Q6: May a former student whose loans are already in repayment deduct the interest they pay on a student loan on or after January 1, 1998?
A6: Yes, but they may deduct only those payments made during the first 60 months that interest payments are required on a loan. If interest payments on a student loan were first required before January 1, 1998, the months in which those payments were required count against the 60-month time limit for that loan. The 60-month period may run out at different times for different loans.
Q7: May a parent claim the student loan interest deduction if the parent borrows to pay his/her child's costs of attending college?
A7: Yes.
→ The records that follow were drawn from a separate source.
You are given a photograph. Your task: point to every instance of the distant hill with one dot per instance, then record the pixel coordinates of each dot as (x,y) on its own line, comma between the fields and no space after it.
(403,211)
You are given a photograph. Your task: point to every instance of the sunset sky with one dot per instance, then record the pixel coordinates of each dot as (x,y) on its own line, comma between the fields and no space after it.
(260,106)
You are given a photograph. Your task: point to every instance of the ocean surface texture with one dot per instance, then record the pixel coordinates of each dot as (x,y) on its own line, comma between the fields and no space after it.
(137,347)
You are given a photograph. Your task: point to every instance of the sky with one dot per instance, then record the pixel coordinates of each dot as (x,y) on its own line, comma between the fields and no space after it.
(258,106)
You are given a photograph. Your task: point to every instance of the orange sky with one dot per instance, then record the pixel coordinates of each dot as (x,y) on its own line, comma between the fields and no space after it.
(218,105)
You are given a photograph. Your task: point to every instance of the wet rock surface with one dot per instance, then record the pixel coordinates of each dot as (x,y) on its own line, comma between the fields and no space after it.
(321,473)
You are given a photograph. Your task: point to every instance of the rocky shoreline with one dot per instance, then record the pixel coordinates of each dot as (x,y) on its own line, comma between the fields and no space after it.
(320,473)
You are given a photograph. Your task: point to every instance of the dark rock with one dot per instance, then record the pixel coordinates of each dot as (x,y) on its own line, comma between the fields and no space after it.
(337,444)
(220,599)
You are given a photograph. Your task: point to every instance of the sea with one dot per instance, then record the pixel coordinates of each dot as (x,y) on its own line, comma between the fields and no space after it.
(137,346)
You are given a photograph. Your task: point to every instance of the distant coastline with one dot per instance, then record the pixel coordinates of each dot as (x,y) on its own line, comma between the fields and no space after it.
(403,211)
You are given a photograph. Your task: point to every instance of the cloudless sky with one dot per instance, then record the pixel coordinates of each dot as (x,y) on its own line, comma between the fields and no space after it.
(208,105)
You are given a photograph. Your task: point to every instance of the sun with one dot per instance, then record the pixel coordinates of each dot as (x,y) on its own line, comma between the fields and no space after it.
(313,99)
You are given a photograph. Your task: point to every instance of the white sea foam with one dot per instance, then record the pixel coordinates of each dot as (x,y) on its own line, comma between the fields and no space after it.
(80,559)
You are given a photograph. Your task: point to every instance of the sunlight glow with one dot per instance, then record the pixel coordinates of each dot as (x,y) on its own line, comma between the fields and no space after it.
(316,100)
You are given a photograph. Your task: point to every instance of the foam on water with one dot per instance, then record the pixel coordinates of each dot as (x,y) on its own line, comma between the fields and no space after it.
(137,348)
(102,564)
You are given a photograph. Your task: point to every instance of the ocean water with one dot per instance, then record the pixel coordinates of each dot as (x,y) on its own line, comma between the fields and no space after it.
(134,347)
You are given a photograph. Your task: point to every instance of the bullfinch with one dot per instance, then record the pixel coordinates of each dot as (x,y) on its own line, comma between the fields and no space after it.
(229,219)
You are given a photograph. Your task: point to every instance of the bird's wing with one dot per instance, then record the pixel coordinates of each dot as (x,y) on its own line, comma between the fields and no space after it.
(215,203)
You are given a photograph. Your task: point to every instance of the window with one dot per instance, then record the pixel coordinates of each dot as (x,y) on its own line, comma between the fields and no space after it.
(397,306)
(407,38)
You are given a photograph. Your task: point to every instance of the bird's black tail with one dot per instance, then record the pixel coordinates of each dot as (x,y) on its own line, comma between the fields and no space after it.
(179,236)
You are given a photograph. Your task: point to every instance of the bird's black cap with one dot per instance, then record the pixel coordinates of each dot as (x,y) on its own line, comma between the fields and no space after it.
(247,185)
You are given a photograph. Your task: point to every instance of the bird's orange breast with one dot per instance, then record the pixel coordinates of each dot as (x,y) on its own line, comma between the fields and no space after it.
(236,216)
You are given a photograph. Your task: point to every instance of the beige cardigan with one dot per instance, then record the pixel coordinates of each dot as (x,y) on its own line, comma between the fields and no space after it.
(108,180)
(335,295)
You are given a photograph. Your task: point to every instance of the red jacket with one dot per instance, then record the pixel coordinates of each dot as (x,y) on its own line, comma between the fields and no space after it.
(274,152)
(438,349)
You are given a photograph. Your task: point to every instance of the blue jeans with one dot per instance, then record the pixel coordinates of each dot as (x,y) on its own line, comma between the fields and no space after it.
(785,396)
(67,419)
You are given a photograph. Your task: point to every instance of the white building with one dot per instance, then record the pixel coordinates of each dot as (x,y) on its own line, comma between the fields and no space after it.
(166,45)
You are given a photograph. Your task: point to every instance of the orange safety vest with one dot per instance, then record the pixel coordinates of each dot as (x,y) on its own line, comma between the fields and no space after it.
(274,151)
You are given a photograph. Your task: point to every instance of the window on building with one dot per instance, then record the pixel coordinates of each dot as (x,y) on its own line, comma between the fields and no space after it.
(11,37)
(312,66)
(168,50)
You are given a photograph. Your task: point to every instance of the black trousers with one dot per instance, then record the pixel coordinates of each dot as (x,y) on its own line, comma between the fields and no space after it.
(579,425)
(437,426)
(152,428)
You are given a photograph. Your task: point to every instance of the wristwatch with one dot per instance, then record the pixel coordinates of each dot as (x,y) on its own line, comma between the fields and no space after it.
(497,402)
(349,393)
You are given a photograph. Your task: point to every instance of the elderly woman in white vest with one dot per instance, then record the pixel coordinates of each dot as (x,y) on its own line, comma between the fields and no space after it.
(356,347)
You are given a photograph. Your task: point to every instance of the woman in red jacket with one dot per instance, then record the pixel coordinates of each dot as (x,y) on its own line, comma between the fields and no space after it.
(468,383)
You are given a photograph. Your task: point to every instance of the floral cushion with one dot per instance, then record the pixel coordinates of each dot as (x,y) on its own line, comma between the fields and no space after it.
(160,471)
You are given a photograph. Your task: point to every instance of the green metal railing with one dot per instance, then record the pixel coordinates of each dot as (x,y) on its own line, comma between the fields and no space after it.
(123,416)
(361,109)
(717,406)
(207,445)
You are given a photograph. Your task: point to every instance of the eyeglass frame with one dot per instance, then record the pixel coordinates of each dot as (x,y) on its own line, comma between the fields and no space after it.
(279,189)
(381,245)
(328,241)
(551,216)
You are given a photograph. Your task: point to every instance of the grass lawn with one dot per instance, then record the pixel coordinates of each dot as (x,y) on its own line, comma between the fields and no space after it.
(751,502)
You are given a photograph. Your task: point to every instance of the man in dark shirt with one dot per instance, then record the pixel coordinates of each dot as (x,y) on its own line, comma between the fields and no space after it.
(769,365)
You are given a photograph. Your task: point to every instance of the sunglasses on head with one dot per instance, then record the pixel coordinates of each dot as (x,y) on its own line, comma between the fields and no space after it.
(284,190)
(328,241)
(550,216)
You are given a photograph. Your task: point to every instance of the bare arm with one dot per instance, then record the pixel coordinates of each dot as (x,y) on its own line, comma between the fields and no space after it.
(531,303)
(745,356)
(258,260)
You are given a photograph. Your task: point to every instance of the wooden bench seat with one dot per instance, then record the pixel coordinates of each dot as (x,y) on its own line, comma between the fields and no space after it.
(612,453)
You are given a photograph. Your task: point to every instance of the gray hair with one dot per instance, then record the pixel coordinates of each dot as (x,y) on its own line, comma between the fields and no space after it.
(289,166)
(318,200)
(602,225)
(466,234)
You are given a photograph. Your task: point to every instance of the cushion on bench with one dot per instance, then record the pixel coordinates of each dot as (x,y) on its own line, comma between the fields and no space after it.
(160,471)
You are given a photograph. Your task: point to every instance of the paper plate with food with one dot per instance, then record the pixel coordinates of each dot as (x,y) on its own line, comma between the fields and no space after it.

An individual may claim the student loan interest deduction if the individual borrows money to pay the costs of attending college for certain members of the individual's family or household (including his/her children) and incurs the debt in a year in which the individual supplies more than half of the student's support.
Q8: If an individual has paid more than $1,000 in interest on student loans in 1998 and is otherwise eligible to take the maximum student loan interest deduction, how large a deduction may the individual claim?
A8: The individual's student loan interest deduction for 1998 is $1,000, provided the individual's modified adjusted gross income falls below the point where the deduction is reduced or eliminated.
Q9: Does an individual have to itemize his/her income tax deductions to claim the student loan interest deduction?
A9: No. The student loan interest deduction is available regardless of whether an individual elects to take the standard deduction or to itemize deductions. Instructions accompanying the 1998 tax forms (for returns required to be filed in 1999) will explain how to compute and claim the deduction.
Q10: If a student is claimed as a dependent by his/her parent in a particular taxable year, may the student take the student loan interest deduction for student loan interest that he/she pays in that year?
A10: No. The student may not claim the student loan interest deduction in any taxable year in which he/she is claimed as a dependent on another taxpayer's return. However, if the student continues to pay interest on a student loan and meets the other eligibility requirements, the student may claim the student loan interest deduction for payments made in a later year when the student is no longer a dependent on his/her parent's Federal income tax return.
Q11: Are there any tax benefits available if the student repays his/her loan by performing community service rather than making cash payments?
A11: There may be. Loan forgiveness provided in return for community service is tax-free when it is part of certain lending programs run by the Federal, state, or local government, educational institutions, or charitable organizations. Students should consult a tax advisor to determine whether they qualify.